Malkmus and Afghanistan

Probably my favorite song on Stephen Malkmus’ recent album is “Pink India,” a sad, strangely adult-sounding song set in the first time the West was interested in Afghanistan: the battle for colonial control then termed, in a show of arrogance strangely appropriate for colonialism, “The Great Game.” Some lyrics: As the news comes across the air today: / “Tension grows in Afghanistan / Carbine bullets could settle the score” / I had a crap gin tonic, it wounded me.

Flag waving

I’m certainly not nearly important to have a window view at the office, but I do at least have a view of the people who have a window view. On a normal day, the flag outside is too high up for it to be visible to those of us on the third floor. But when it’s at half-staff, it’s right there in your face.

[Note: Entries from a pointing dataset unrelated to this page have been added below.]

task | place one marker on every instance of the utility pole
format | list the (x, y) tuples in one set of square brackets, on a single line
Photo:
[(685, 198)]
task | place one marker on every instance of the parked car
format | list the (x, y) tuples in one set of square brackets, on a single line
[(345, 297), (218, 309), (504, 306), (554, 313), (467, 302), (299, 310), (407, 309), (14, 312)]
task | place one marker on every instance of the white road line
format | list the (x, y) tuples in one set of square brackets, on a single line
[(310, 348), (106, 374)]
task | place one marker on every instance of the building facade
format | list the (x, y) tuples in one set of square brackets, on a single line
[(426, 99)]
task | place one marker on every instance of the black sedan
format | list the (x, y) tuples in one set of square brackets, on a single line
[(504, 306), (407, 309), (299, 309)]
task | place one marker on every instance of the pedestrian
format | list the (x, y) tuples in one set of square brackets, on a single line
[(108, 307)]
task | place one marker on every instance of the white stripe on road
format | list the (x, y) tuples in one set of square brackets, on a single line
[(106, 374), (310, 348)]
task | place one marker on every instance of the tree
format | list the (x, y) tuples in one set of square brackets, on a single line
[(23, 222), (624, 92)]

Just got off the phone with Dr. David Lesch, professor of Middle East history at Trinity University in San Antonio. He wrote 1979: The Year that Shaped the Modern Middle East, a book about, among other things, the Soviet invasion of Afghanistan. Certainly, the Soviet example is not particularly encouraging, even though our goals (grabbing Bin Laden) are less difficult to achieve than the Soviets’ (propping up a puppet regime, control of the countryside, etc.) But his explanation of the myriad coalitions, connections, and confusions among the region’s countries did make it clear that any involvement in the region will be neither brief or without risk of rapid escalation. (Look for a story in Sunday’s DMN. Until then, David Plotz’s piece at Slate does a good job of outlining the regional issues.)

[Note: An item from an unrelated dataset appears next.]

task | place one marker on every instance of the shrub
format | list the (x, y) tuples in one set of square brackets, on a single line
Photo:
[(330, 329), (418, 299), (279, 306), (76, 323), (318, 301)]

In other news, the storm outside is looking mighty threatening: the sky’s all bruise-purple and the lightning’s spiking down quick. A couple of weeks ago, the word “apocalyptic” might have been appropriate; less so now.

Spare change

After yesterday’s item, I’ve gotten thousands — nay, millions — of emails requesting what follows, a brief history of my lifelong love-hate relationship with change:
Very young age: Enjoyed putting pennies in my mouth; tasted good.
Junior high: Was allotted four quarters daily by my loving grandmother; kept them in a little rubbery football-shaped container that had the LSU football schedule on it; still a slight jingle when I walked.
High school: No relationship with change whatsoever, except for occasional mocking comments about the failed Susan B. Anthony dollar.
College: A near-clinical obsession with quarters, which I determined to have an actual worth of 32.4 cents because of their utility in campus laundry machines. (There must have been a New England-wide quarter shortage in the mid-1990s; that’s the only way I can explain my alarming lack of clothes laundering in those days.)
First job after college: Anal qualities begin to show. One large cup holds all my useless pennies. Another, smaller, squarer cup holds nickels and dimes, useful for the vending machine on the ninth floor of my building. An Altoids tin holds the quarters necessary for laundry, which must be done more in the professional world than in the collegiate one, evidently. In many ways, a perfect system.
(Its one flaw: Leo, owner of Leo’s, the newsstand/porn shop I frequented on my block [for magazines, not porn, silly]. Leo is an older fellow, and for what ever reason, he decided long ago that giving someone a half-dollar coin as change would make his or her day. He was wrong, of course — getting a half-dollar would only make me scowl. What use is it? Not good for laundry, not good for candy bars, not good for anything. By default, the half-dollars ended up in the dime-and-nickel container, but trust me when I say I wasn’t happy about it.)
Today: My apartment building here in Dallas has laundry machines operated by credit cards, not coins. There’s something oddly Dallas-y about that. But quarters, while still desired, have much less of an impact on my life than before. I’d say I miss them, but that’s hard to do when you have 173 quarters all neatly stacked on your desk in front of you.